Personnellement, je pense que le discours qui prend pour références l’autonomie, l’indépendantisme, le séparatisme, le régionalisme… est un discours mené par la nation dominante et colonisatrice.
En réalité il n’y a que deux états possibles : celui du pays libre ou celui du pays colonisé. Joël Cornette dans sa nouvelle approche de l’histoire de Bretagne ( après un certain nombre de ses confrères qui avant lui sont arrivés à des conclusions similaires) apporte la preuve de l’état de colonisation de la Bretagne en ce qu’elle à été annexée militairement; les choses sont claires aujourd’hui!
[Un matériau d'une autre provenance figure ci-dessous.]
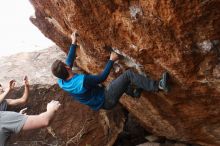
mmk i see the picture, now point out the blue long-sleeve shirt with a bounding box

L’avantage de cet auteur c’est qu’il est reconnu tant sur le plan professionnel et universitaire qu’au niveau des maisons d’édition…Sa parole peut faire référence plus facilement que la parole de ses confrères même si ces derniers seront probablement reconnus quand l’état de Bretagne colonie sera connue.
Nous avons donc un peuple breton colonisé qui ne le sait probablement pas pour la grande majorité. Faire la promotion de cet état de colonisation est donc naturelle. Cependant, un peuple ne reflète pas de couleur politique; il est multiple dans sa pensée. Peut-être que cet état de peuple colonisé doit être enseigné en toute neutralité politique. C’est une question d’efficacité.
D’autre part, j’utilise le terme d’enseignement pour expliquer le terme de colonie car bon nombre de Breton se croit libre; ils ne le sont que si ils se déclarent Français; dans le cas contraire, ils n’ont aucun droit… Cela mérite enseignement!